This was common practice in Indonesia as it was feared that having a married couple in one office could lead to a conflict of interest. For example, one could promote one's spouse to a better position within the company or raise the spouse's salary. Or a married couple could bring their (potential) personal problems to the office (which could impact negatively on the company's performance).

On Thursday (14/12) Indonesia's Constitutional Court put a stop to this practice by rejecting the clause in the 2003 Labor Law that allowed employers to offer employees contracts in which they were barred from marrying colleagues. According to the court, this clause collides with human rights as marriage is part of people's fate. Moreover, when employees sign a contract they are usually in the weaker position (compared to the employer) and therefore would agree to various things in order to get the job (things that could later become a major burden for the person). In that context, it is not fair of employers to discourage coworkers to marry.

The case went to the Constitutional Court in January 2017 after eight employees of state-owned utility company Perusahaan Listrik Negara (PLN) requested a judicial review of the Labor Law, arguing that they were entitled to marry the person of their desire.

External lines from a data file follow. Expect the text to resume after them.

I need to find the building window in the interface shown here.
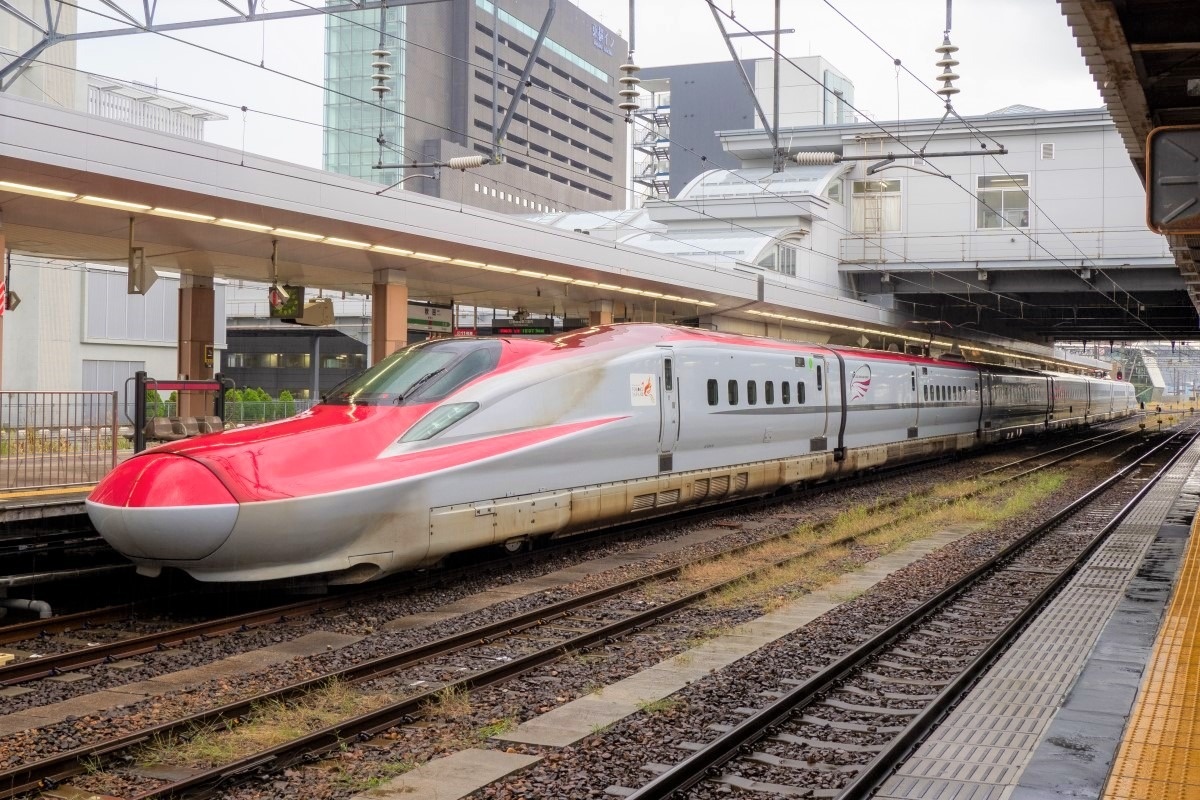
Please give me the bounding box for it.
[851,179,900,234]
[977,175,1030,229]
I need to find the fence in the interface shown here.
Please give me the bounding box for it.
[0,392,121,489]
[146,399,318,428]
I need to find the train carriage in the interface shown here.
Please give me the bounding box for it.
[88,324,1132,583]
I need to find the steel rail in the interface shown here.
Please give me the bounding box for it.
[626,422,1200,800]
[0,441,964,687]
[839,434,1200,800]
[0,424,1136,686]
[0,422,1161,798]
[0,424,1161,798]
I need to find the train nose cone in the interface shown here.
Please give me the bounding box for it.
[86,453,238,561]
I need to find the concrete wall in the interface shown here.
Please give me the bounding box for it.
[842,125,1168,261]
[0,258,224,391]
[638,61,756,197]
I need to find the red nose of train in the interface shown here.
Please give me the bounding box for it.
[88,453,238,561]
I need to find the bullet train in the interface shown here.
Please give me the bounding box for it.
[88,324,1136,584]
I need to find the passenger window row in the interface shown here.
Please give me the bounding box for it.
[708,378,804,405]
[922,384,967,403]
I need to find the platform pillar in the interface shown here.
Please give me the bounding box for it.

Meanwhile, in another case (that was handled on the same day), the Constitutional Court rejected a petition that was put forward by a conservative Muslim group. The group, called Family Love Alliance (AILA), wants to make extramarital sex an illegal act in Indonesia. It was a narrow rejection, however, as only five out of the nine judges voted against the petition. Human rights activists applauded the court's decision as there was concern that the petition would imply further discrimination against the gay community in Indonesia.